The present invention relates to communication systems wherein WEB servers are hosted in a server farm connected to the Internet network, and relates in particular to a system for monitoring the availability of a path through the server farm between a user and any one of the WEB servers.
Today, a server farm typically includes a scalable infrastructure and all the facilities and resources needed to enable users to easily access a number of services. Generally, such resources are located in premises owned by a data processing equipment provider such as the IBM Corporation.
Most server farms are used today to host WEB servers of one or several customers. The network architecture of such a server farm typically includes at least two main parts: a local network to which the customer WEB servers are connected, and an Internet front-end that connects this local network to the Internet. The local network comprises different kinds of components such as Internet Access routers, Bandwidth controllers, switches and Firewalls through which requests from the users connected to the Internet are routed. The server farm is connected to the Internet via multiple links supported by Internet Service Provider (ISP) routers.
- SUMMARY OF THE INVENTION
When contracting with customers for hosting their WEB servers, the owner of the server often farm commits to Service Level Agreements, which means that the server farm owner agrees to provide full availability of connectivity to the customer servers as well as low delay on the connections to these servers.
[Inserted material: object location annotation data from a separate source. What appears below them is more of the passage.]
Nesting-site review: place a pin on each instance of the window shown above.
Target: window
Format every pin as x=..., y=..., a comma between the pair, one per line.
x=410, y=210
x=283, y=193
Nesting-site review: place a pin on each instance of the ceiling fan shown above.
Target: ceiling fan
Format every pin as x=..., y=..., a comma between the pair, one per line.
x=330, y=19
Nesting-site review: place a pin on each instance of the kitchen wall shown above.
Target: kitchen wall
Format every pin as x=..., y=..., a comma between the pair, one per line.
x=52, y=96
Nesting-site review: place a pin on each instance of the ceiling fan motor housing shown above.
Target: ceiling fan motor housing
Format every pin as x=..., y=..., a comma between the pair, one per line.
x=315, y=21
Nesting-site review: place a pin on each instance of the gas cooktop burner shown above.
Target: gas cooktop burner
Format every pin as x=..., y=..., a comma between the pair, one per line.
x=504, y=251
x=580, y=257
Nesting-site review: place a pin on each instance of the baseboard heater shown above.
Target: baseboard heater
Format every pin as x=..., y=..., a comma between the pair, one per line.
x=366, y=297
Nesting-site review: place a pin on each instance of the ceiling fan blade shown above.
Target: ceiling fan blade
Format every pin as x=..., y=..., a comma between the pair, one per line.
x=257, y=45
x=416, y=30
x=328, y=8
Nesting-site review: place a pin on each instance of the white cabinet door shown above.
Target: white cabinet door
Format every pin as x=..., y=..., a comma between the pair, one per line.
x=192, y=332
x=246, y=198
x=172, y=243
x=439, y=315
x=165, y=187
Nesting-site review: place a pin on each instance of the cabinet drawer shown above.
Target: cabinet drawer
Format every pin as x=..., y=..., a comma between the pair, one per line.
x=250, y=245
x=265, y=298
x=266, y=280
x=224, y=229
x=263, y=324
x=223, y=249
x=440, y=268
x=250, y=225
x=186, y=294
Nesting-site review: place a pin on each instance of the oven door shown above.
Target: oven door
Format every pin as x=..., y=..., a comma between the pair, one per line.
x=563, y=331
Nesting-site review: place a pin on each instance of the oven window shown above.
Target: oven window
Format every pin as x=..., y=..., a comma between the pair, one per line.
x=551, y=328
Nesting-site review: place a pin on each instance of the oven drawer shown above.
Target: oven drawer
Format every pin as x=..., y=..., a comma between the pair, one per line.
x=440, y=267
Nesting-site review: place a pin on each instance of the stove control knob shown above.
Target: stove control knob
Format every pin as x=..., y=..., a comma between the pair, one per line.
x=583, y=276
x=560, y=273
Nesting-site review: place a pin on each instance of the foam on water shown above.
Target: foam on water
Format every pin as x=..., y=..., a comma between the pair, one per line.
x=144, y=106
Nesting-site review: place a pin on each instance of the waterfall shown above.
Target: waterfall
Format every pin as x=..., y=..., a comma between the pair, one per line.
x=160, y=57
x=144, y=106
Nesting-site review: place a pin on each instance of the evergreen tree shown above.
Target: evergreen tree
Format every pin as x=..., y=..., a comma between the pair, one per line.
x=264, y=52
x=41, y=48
To achieve this goal, it is necessary for the server farm provider to continually monitor the availability of the hosted WEB servers and also to measure their response times.
Accordingly, an object of the invention is to provide an in situ control system for periodically monitoring the availability of the server farm resources within a communication system wherein the WEB servers of a customer are hosted in a server farm.
Another object of the invention is to provide an in situ control system for periodically measuring the response time of a path between a user and WEB server hosted in a server farm.
BRIEF DESCRIPTION OF THE DRAWINGS
The invention relates therefore to a control system in a communication system comprising a server farm connected by means of Internet Service Provider (ISP) routers to the Internet network or the like, wherein the server farm includes at least a customer WEB server and server farm resources enabling any user connected to the Internet network to access the customer WEB server by using the server farm resources, such a control system including at least one Service Level Agreement (SLA) server for periodically monitoring the availability of a path to be used by the user to access the WEB server.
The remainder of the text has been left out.